Thursday, July 30, 2009

Running for Mutton

It's been awhile since my last confession folks, but that's not my fault. For some reason the Chinese government feels that, among others, such as Facebook, are a threat to national security and therefore I haven't been able to share my adventure with you. I'm in the very liberal, and cosmopolitan, capital of Mongolia, Ulaan Bataar, where blogging is allowed. Mind you, so is urinating in public and eating blow-torched marmot (it was pretty good, actually).
We arrived in Mongolia about 10 days ago and immediately headed out for some back country-yert adventure. The landscape here is phenomenal. There are very few trails of any kind, but for miles and miles you can run through open fields, over grassy mountains, and into larch-filled forests. It really is the trail runners dream. On the first day of the journey I became quite sick and couldn't really run too long, but as any addicted runner would do, I ran anyway...short though. With lungs full of goo and a nose full of snot I pushed through a run\walk above a 400 year old monastery in the middle of nowhere. The views were outstanding and the meal of mutton and potatoes that followed was fantastic.
It was a couple a days of driving and rest before arriving at Lake Khovsgol, just south of the Russian border, where I got my next run. The rest of my group had gone horesback riding and I did what I love most. RAN.
From there we had our longest driving day, but to the most perfect running location I've ever seen. We dropped a tent in the middle of a wide open field without a soul in sight. As the sun set I plotted a route up a steep ridge line and across the top of three peaks, and then back down the next gully. At 7 o'clock I woke up and set off through the grass and up a rocky ridgeline. The field was so big I had no idea it would take me 15 minutes just to reach the base of the gulley. I pushed up the hill slowly and when I hit the peak the view into the next valley was spectacular. I sat for a bit and waited for Lara to catch up and we ran across the three peaks. It was exactly what I had pictured running in Mongolia to be. If you look closely in the picture to the right you can see my tiny black Salomon jersey cruising down from the crest of the hill top.

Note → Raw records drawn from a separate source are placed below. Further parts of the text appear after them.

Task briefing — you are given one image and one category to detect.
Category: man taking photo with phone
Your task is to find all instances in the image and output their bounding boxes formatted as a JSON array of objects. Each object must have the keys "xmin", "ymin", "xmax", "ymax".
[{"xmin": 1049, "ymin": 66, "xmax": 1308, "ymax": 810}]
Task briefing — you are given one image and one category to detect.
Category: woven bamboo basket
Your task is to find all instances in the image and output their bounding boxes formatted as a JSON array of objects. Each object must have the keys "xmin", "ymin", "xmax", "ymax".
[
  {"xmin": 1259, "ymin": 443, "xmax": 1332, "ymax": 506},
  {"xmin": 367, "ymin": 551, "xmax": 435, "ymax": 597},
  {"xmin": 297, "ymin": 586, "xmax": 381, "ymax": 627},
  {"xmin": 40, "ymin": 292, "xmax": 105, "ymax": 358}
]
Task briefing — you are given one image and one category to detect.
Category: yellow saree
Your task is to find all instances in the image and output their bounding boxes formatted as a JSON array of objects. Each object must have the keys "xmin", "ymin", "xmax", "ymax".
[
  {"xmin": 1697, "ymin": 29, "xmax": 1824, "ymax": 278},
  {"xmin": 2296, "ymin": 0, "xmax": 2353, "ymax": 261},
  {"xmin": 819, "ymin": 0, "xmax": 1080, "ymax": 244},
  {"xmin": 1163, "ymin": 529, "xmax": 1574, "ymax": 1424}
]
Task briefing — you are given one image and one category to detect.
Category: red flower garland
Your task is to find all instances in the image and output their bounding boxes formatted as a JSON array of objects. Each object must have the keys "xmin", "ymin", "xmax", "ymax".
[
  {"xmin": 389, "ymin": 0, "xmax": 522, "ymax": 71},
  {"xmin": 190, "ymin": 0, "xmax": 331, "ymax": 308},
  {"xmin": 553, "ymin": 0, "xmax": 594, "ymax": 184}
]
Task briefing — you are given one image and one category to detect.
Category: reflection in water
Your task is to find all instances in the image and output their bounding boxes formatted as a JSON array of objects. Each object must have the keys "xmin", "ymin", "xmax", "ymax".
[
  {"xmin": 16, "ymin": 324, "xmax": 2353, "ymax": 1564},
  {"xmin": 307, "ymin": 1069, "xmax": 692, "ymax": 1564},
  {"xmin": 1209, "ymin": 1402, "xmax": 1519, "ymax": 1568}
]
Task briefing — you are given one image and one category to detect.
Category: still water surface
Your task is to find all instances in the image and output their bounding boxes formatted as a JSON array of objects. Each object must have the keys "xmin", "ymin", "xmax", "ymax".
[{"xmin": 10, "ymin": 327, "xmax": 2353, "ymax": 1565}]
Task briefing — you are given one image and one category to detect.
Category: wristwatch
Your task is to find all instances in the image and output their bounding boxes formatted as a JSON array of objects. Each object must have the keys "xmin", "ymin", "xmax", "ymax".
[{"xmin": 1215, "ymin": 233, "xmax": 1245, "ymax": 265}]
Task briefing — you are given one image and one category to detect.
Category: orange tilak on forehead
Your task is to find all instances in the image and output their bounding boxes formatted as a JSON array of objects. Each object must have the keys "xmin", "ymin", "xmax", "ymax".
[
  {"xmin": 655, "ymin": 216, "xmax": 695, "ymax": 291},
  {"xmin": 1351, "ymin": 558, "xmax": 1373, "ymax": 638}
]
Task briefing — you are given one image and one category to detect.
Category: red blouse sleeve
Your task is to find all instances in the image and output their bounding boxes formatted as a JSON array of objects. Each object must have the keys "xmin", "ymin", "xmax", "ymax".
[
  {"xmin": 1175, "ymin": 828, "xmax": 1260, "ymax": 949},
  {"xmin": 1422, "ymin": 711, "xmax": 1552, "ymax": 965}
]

We've just arrived back in Ulaan Bataar and I can guarantee you I won't be doing any running here. It's not really a runners city. There's no Seawall if you're wondering. It's mostly garbage, dirt, and pollution. Surrounded by mountains so maybe I'll do a day trip before leaving on Saturday.
I should be a touch out fo shape for my return, but I'm definitely planning to run the Whistler 5 peaks. Anyone else interested? Check it out: 5 peaks.


  1. Is a 'trailer runner' a mix between a runner and someone who watches Trailer Park Boys?

    Great stories and some great pics too. Don't come home, you're more interesting on the road Craik!


  2. That's hilarious that you pointed that out. I just corrected that and thought the exact same thing. Maybe it's a person who is trailer trash? You would love it here, G. It's heaven for runners. Enjoy the heat training. I guess you don't need that sauna anymore?